Ma la vita era molto più semplice duemila anni addietro.
2
L'ingegnere
I suoi amici, il cui numero purtroppo diminuiva di anno in anno, lo chiamavano Johan. Il mondo, quando si ricordava di lui, lo chiamava Raja. Il suo nome, per intero, concentrava in sé cinquecento anni di storia: Johan Oliver de Alwis Sri Rajasinghe. Un tempo, i turisti che si recavano alla Montagna gli davano la caccia con cineprese e registratori; ma adesso un'intera generazione non sapeva niente dei giorni in cui lui era il volto più popolare del sistema solare. Non rimpiangeva le glorie del passato, perché gli avevano regalato la gratitudine di tutta l'umanità. Ma gli avevano portato anche rimpianti inutili per gli sbagli commessi e dolore per le vite che aveva sprecato, quando un po' più d'intelligenza, o di pazienza, le avrebbe forse salvate. Ovviamente, adesso era molto facile, in prospettiva storica, capire cosa "si sarebbe dovuto" fare per evitare la Crisi di Auckland, o per riunire i firmatari recalcitranti del Trattato di Samarcanda. Era assurdo rimproverarsi per gli inevitabili errori del passato; eppure, in certi momenti la sua coscienza lo faceva soffrire più delle fitte, ormai debolissime, che gli procurava la vecchia ferita ricevuta in Patagonia.
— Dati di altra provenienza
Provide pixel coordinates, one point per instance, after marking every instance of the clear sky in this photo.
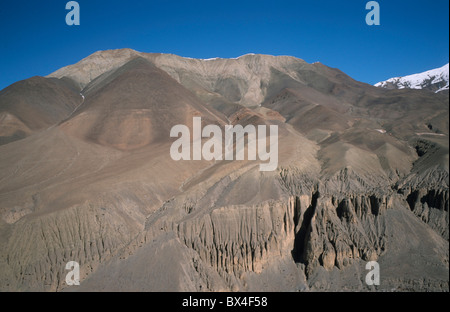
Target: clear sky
(413, 35)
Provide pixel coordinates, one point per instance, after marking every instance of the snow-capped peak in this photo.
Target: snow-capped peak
(436, 80)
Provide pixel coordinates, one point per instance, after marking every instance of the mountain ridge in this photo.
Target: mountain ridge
(436, 80)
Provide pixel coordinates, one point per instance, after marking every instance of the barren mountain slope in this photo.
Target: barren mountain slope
(362, 175)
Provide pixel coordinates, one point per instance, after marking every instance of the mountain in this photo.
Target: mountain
(435, 80)
(362, 175)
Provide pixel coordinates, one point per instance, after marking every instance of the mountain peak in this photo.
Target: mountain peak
(435, 80)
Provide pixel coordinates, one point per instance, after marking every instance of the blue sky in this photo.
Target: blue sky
(413, 35)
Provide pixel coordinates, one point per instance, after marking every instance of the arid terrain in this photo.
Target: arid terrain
(86, 176)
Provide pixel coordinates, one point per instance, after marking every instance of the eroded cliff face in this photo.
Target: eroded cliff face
(361, 177)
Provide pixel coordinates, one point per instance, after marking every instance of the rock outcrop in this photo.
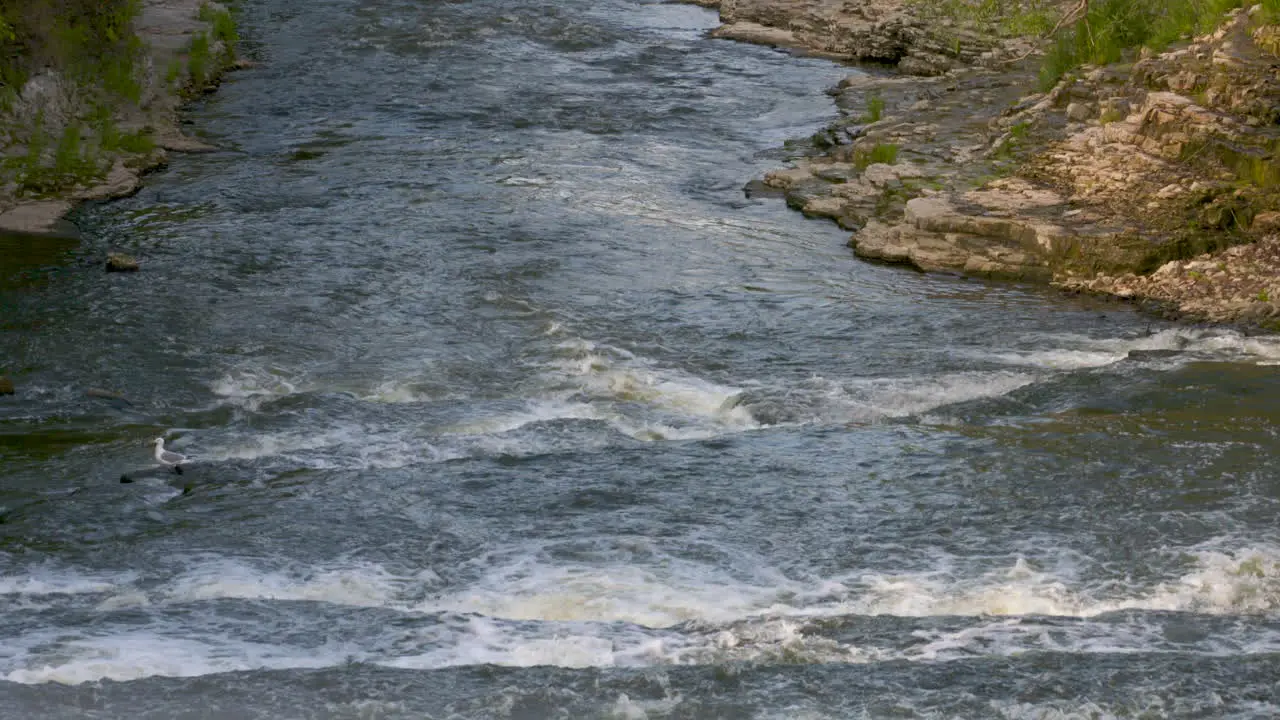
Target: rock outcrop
(53, 128)
(1116, 181)
(885, 31)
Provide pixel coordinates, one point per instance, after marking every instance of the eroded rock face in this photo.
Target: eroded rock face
(887, 31)
(1114, 173)
(1240, 285)
(165, 27)
(120, 263)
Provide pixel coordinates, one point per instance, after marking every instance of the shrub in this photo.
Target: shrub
(92, 41)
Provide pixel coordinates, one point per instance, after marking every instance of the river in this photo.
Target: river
(503, 400)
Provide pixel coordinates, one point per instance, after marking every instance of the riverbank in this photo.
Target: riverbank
(1118, 180)
(87, 122)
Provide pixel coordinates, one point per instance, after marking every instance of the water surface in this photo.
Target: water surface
(504, 401)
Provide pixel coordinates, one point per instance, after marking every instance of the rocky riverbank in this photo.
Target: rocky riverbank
(71, 133)
(1153, 178)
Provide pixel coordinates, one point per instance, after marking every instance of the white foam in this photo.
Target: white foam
(44, 580)
(251, 387)
(874, 399)
(626, 593)
(131, 656)
(1074, 351)
(357, 584)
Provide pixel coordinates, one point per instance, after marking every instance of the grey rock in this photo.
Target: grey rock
(120, 263)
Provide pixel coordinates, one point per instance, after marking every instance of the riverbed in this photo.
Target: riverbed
(503, 400)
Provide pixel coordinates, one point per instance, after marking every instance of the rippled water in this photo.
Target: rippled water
(503, 401)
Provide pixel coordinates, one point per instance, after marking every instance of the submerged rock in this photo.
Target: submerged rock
(120, 263)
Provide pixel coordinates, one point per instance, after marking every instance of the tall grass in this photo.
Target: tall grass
(1115, 26)
(92, 41)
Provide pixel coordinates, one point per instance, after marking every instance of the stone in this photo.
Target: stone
(1266, 223)
(120, 263)
(40, 217)
(1079, 113)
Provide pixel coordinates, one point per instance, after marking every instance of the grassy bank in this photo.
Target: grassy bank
(1112, 27)
(80, 90)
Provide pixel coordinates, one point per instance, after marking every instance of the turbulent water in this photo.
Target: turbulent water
(503, 401)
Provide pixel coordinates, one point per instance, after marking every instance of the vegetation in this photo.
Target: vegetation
(97, 58)
(90, 40)
(1111, 27)
(883, 153)
(874, 109)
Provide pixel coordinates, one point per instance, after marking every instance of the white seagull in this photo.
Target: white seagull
(168, 458)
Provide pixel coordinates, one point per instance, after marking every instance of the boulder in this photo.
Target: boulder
(120, 263)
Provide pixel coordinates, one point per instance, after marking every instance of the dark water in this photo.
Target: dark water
(504, 402)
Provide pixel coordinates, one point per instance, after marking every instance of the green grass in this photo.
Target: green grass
(874, 110)
(1011, 17)
(72, 164)
(883, 153)
(90, 41)
(200, 62)
(1116, 26)
(224, 24)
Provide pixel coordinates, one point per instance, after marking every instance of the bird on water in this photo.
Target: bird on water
(168, 458)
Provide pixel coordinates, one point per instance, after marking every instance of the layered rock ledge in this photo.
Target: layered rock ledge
(1155, 180)
(183, 53)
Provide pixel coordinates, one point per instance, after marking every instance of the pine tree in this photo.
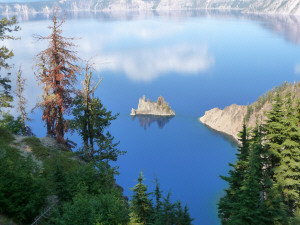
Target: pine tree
(22, 102)
(288, 172)
(251, 192)
(57, 70)
(141, 205)
(273, 130)
(230, 202)
(158, 195)
(6, 26)
(91, 120)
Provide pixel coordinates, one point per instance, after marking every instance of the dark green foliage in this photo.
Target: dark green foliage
(22, 187)
(104, 209)
(229, 203)
(6, 26)
(164, 212)
(268, 190)
(15, 126)
(39, 151)
(141, 205)
(91, 124)
(273, 130)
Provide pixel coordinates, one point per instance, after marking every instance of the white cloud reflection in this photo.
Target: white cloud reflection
(148, 64)
(142, 50)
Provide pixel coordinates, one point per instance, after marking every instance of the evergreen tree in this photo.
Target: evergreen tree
(141, 205)
(229, 204)
(22, 103)
(158, 195)
(6, 26)
(57, 70)
(273, 130)
(251, 193)
(288, 172)
(91, 120)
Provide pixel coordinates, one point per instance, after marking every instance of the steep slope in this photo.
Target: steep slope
(257, 6)
(230, 119)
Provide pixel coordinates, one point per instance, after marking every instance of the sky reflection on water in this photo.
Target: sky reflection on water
(196, 61)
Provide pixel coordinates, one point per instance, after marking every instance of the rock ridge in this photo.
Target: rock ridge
(230, 120)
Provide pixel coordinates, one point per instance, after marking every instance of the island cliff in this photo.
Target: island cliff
(230, 119)
(159, 108)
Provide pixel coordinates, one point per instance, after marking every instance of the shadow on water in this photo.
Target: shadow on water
(233, 142)
(146, 120)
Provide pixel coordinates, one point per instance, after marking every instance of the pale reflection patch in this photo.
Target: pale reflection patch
(148, 64)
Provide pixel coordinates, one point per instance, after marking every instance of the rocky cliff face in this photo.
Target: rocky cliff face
(159, 108)
(257, 6)
(230, 119)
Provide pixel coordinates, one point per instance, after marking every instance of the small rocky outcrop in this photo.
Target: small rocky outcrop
(159, 108)
(229, 120)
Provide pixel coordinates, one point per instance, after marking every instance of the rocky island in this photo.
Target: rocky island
(159, 108)
(230, 119)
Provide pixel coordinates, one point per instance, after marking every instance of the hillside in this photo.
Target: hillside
(253, 6)
(230, 119)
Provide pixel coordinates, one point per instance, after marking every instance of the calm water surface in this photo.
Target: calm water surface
(197, 61)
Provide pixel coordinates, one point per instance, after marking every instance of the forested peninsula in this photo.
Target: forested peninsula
(264, 186)
(49, 180)
(230, 119)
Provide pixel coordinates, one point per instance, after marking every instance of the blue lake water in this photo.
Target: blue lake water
(197, 61)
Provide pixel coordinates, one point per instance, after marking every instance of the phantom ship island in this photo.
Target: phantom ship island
(159, 108)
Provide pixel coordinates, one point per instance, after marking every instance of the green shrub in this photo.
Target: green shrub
(10, 123)
(22, 189)
(37, 148)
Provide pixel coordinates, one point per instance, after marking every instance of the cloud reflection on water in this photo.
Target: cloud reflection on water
(148, 64)
(146, 120)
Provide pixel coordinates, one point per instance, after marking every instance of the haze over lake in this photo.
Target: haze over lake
(196, 61)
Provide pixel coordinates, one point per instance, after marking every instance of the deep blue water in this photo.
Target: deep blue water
(197, 61)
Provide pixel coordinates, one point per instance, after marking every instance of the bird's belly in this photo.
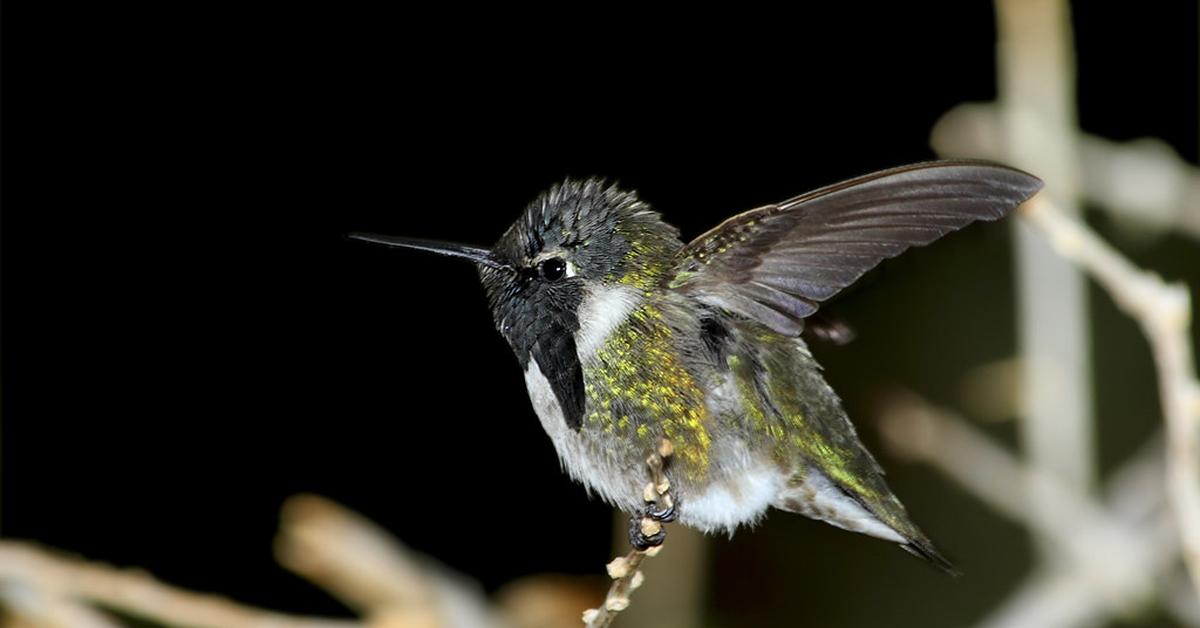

Nessuno aveva creduto che sarebbe rimasto lontano dalla scena per tanto tempo. — Tornerai fra sei mesi — gli aveva detto il Presidente mondiale Chu. — Il potere dà assuefazione.
— Non a me — aveva risposto lui, sincero.
Perché era stato il potere a cercarlo; lui non l'aveva mai inseguito. E si era sempre trattato di un tipo di potere molto speciale, molto limitato, consultivo e non esecutivo. La sua carica era quella di assistente speciale (facente funzione d'ambasciatore) per gli Affari Politici, responsabile direttamente al Presidente e al Consiglio, e il suo gruppo non era mai stato composto di più di dieci elementi; undici al massimo, contando ARISTOTELE (il suo terminale era ancora collegato ai centri della memoria e dell'elaborazione di Ari, e si parlavano diverse volte l'anno). Ma negli ultimi tempi il Consiglio aveva sempre accettato i suoi suggerimenti, e il mondo aveva regalato a lui quasi tutti gli onori che invece dovevano andare agli sconosciuti, oscuri burocrati della Divisione Pace.